続きのような話…隠れるということ

 これの続きっぽい⇒http://d.hatena.ne.jp/finalvent/20050801/1122859862
 この手の話はうまく言えないのだが、すでに48歳にもなったせいかときおり思うのだけど、若いころはどうしても抑えられないような衝動というかなんかある。性欲とかも関連するのだろうけど。
 で、それって、なんであれ、人とのつながりや人との軋轢を生み出す。本当は愛やコミュニケーションが欲しいのだろうけど。
 で、それってうまくいかないようにできているような気がする。
 うまくいく人もあるのだろうとは思う。なんというか、つがいの鳥のようにきちんとメートを見つけて生きていくような。
 ただ、衝動の強い人はただ、周りの人に挫折するだけなのではないか。
 さらに言うと、大人というのは、若い人の知恵とか体力とか性的な魅力とか…を、ちゅーっと吸って生きているものなので、ようするに若い人なんて大人の餌でもある。

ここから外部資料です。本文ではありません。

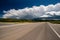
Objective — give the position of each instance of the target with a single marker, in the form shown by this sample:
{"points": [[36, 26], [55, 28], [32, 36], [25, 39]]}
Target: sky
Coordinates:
{"points": [[12, 6]]}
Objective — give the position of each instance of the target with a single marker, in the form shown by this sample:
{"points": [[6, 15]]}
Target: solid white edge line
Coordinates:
{"points": [[54, 30]]}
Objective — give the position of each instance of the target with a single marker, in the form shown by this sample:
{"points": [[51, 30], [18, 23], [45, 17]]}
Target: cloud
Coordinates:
{"points": [[34, 12]]}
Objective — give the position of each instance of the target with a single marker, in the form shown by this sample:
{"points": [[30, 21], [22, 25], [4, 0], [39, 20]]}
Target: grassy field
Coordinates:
{"points": [[24, 20]]}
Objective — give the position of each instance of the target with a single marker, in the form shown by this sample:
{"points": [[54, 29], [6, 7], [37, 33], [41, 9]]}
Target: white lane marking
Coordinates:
{"points": [[53, 30]]}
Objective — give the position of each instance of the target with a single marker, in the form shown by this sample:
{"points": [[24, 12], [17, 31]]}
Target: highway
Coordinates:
{"points": [[30, 31]]}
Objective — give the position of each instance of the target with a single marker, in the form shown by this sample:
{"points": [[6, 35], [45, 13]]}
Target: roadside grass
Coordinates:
{"points": [[24, 21]]}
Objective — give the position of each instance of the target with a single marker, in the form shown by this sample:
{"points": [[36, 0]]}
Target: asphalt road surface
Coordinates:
{"points": [[30, 31]]}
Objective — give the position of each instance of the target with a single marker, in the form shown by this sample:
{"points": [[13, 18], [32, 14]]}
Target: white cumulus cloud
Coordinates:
{"points": [[33, 12]]}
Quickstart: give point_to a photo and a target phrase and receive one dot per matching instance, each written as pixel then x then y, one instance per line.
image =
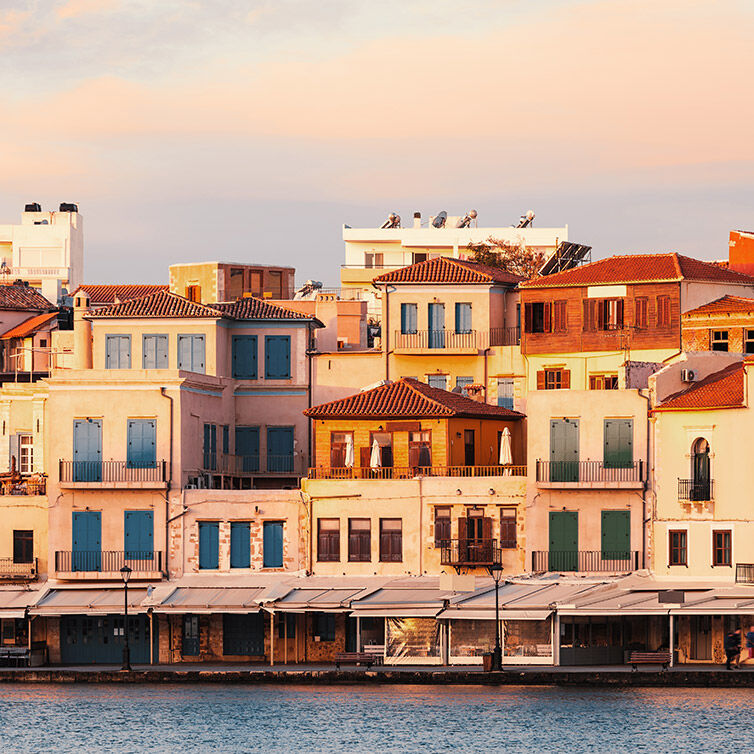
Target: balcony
pixel 106 564
pixel 691 491
pixel 470 553
pixel 449 341
pixel 586 561
pixel 12 571
pixel 113 475
pixel 396 472
pixel 589 475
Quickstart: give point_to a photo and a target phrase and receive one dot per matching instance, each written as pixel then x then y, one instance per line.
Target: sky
pixel 252 130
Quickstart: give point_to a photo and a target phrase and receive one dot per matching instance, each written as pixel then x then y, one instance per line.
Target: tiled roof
pixel 724 305
pixel 29 326
pixel 640 268
pixel 161 304
pixel 409 398
pixel 22 298
pixel 449 270
pixel 111 294
pixel 723 389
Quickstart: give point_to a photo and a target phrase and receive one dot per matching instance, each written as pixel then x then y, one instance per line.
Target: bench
pixel 355 658
pixel 649 658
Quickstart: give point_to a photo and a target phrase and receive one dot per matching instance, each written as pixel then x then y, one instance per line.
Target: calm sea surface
pixel 203 718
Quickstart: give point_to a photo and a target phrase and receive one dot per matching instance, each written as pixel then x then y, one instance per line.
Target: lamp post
pixel 125 574
pixel 496 571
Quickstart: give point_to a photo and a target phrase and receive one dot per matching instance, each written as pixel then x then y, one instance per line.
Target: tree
pixel 510 256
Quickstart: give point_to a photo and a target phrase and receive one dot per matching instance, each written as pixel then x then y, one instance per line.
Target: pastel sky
pixel 251 130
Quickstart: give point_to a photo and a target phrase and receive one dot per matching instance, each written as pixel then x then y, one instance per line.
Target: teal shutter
pixel 209 544
pixel 138 535
pixel 244 357
pixel 240 544
pixel 272 543
pixel 142 444
pixel 277 357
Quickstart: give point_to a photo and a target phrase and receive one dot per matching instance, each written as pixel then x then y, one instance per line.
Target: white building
pixel 46 249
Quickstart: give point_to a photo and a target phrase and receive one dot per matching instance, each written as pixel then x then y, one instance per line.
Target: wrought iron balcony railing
pixel 139 561
pixel 585 560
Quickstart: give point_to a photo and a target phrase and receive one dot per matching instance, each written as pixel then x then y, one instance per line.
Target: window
pixel 442 527
pixel 272 544
pixel 508 528
pixel 463 319
pixel 420 449
pixel 719 340
pixel 359 540
pixel 117 352
pixel 560 322
pixel 641 318
pixel 721 548
pixel 537 317
pixel 409 315
pixel 244 357
pixel 438 380
pixel 240 544
pixel 277 357
pixel 677 554
pixel 23 546
pixel 328 540
pixel 154 352
pixel 25 454
pixel 663 311
pixel 209 544
pixel 603 382
pixel 191 353
pixel 391 540
pixel 505 392
pixel 323 626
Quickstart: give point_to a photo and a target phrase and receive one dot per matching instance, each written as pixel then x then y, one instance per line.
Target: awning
pixel 490 614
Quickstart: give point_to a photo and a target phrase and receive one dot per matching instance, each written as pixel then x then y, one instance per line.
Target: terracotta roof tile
pixel 409 398
pixel 640 268
pixel 449 270
pixel 723 389
pixel 111 294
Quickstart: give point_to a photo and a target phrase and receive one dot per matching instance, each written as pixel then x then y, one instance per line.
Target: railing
pixel 139 561
pixel 112 471
pixel 9 569
pixel 470 552
pixel 693 491
pixel 404 472
pixel 589 471
pixel 585 560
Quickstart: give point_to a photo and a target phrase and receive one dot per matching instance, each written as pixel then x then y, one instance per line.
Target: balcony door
pixel 436 320
pixel 87 450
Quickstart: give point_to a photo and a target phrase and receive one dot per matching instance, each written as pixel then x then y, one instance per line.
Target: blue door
pixel 138 537
pixel 272 542
pixel 87 450
pixel 247 448
pixel 87 541
pixel 436 319
pixel 280 449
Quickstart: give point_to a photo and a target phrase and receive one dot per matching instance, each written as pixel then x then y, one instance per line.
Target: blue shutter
pixel 138 535
pixel 244 358
pixel 240 544
pixel 277 357
pixel 209 544
pixel 273 544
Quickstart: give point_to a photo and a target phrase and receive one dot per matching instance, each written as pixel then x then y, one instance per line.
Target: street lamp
pixel 125 574
pixel 496 571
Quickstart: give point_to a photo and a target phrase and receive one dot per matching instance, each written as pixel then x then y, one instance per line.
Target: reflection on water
pixel 192 718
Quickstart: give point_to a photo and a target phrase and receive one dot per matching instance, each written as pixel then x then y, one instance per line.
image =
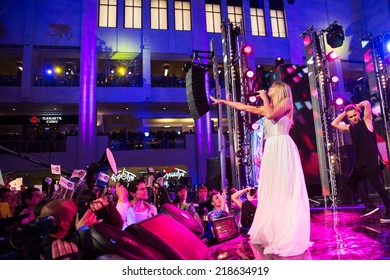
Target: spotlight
pixel 279 60
pixel 252 98
pixel 332 56
pixel 166 69
pixel 255 126
pixel 386 48
pixel 339 101
pixel 335 35
pixel 186 67
pixel 247 49
pixel 334 79
pixel 249 73
pixel 112 70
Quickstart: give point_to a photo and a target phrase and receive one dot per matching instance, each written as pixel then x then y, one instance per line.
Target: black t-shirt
pixel 365 145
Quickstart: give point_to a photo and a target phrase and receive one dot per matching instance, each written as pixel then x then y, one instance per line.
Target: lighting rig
pixel 321 87
pixel 376 53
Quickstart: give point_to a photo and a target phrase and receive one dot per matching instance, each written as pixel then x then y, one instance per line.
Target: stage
pixel 337 234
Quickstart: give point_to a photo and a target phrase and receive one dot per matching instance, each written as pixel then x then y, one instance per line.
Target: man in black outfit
pixel 367 156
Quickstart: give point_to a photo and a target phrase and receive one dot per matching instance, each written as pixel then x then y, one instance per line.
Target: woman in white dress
pixel 282 221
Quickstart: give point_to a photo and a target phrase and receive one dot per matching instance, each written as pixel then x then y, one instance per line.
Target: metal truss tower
pixel 240 137
pixel 327 139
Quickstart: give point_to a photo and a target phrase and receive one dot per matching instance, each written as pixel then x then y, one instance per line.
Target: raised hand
pixel 63 250
pixel 216 101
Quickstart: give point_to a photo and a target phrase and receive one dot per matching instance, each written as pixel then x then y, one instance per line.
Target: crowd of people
pixel 61 218
pixel 280 217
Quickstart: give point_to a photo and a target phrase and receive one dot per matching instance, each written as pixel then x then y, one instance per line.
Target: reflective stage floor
pixel 337 234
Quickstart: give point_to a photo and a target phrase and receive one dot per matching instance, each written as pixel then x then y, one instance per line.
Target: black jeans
pixel 374 175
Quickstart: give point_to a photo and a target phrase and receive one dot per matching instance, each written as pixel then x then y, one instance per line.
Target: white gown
pixel 282 220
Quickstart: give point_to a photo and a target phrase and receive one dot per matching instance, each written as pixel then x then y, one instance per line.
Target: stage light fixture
pixel 335 35
pixel 249 73
pixel 247 49
pixel 252 98
pixel 255 126
pixel 332 56
pixel 334 79
pixel 339 101
pixel 186 67
pixel 166 69
pixel 279 60
pixel 112 70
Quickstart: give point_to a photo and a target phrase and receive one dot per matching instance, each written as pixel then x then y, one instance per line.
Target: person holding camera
pixel 157 193
pixel 140 209
pixel 282 220
pixel 181 202
pixel 67 222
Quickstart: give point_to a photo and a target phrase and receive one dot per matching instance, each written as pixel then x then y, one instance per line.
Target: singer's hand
pixel 263 94
pixel 216 101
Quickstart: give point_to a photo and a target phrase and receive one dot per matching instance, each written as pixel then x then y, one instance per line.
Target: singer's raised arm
pixel 239 106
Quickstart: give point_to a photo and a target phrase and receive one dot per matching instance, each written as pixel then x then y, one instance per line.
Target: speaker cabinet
pixel 248 211
pixel 196 92
pixel 225 228
pixel 169 237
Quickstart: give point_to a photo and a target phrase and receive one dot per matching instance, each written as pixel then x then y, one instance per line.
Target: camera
pixel 252 191
pixel 157 174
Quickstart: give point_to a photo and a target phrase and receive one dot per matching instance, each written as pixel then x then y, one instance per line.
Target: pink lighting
pixel 331 56
pixel 339 101
pixel 252 99
pixel 250 74
pixel 247 50
pixel 334 79
pixel 255 126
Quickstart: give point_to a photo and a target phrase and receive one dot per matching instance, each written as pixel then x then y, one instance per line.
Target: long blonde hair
pixel 283 91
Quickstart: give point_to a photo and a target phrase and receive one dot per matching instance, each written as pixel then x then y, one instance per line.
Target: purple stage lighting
pixel 334 79
pixel 339 101
pixel 331 56
pixel 252 99
pixel 249 74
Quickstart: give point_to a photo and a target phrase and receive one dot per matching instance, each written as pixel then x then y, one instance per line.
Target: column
pixel 87 152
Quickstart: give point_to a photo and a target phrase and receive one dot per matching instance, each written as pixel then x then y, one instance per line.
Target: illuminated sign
pixel 130 174
pixel 35 119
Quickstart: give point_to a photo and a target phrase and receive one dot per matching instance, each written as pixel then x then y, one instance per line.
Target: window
pixel 133 14
pixel 182 15
pixel 257 18
pixel 234 11
pixel 213 17
pixel 159 14
pixel 278 21
pixel 107 13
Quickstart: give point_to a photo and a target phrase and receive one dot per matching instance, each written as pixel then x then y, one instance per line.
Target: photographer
pixel 157 193
pixel 140 210
pixel 68 228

なんであれ。
 挫折すると、なんというか、あー、人間っていうのは、なんにも通じないものだというか、孤独だなというのが磨きかかる。で、そこで安定するわけでもないので、やっぱ苦しむしかないのではないか。
 ほいで、でも、それが十年も続いて三十半ばくらいになると、あれ?自分ってこういう人なのかというののが見えてくることが多いのだと思う。ま、親とか死ぬと自分の限界がくっきりするもの。人に裏切られたりとかもそ。裏切るというのもある。
 この自分の奇妙な再発見というのは、隠れていたものが、自分に開示されるということで、そして、それゆえに人との関わりでさらに隠れていくなにかのように思える。
 そして、たぶん、愛というのはそういうなにかに関係している。土居健郎が言っていたが、愛の本質は隠れることにある。ちょっと言葉たりないのだが。気になるなら「Amazon.co.jp:本: 表と裏」とか読んでみて、というか、うまく読まれない本でもあるけど。古書が安いなぁ。
 ちょっと別の側面がある。
 罪ということだ。それを隠さずには生きられないというか、そういこと。
 いや、多数という点でいうなら、許せないということのほうが多い。けっこうな人が人生の被害者だと思っているので(私もそうだが)、あいつだけは許せないとか、こんな不合理な世界は許せないと思って生きている。凡庸な人生ではある。
 そういうのと違って、自分が自分にとって現れる=世の中から隠れる、というとき、罪の問題はきゅーんと出てくるように思う。ちょっとキリスト教っぽいのだが。
 しかし、実感としては、単純で、それがあるゆえに死にきれないようなつらさだ。もっともその迷路のなかで自罰して死ぬ人も少なくはない。あるいは、人生そもののが自罰というストーリーになる人もいる。
 これはむずかしい。「罪」というのは、キリスト教的に語られがちだけど、本当は現代でもすごい難しい課題なのだろうと思うし、大人の顔には、それがなんとか嵐を生き延びた人なら、罪の刻印のようなものがある。
 つらい人生というのは、しかたないのかなとも思う。救いはないのかもしれない。ただ、奇蹟としかいえないようななにかが人生にはあると信じている、私は。
 だから苦しい人もそういう奇蹟を待望しなさい、とはとうてい言えないのだけど。
 それでも、人生の節目節目に小さな奇蹟の痕跡を見ることは可能だろうし、そういう不思議なメッセージを自分の人生の意味にしていくのは取り敢えずの生き延びる知恵ではあるだろう。
 ただ、ひどいことを言うようだけど、それでも人生は無意味でもあるかもしれないし、救いなんかないのかもしれない。当面生きるためにはなんでもかなぐりすてて必死というだけのことかもしれない。
 ま、当面生きているのを続けていけば生きているものですよ。人間そんなに頭で生きているものもないし、昨日の私のように天丼を求めるだけが天国と地獄だったりする。そんなくだらない存在でもそっといてよいかなというあたりです。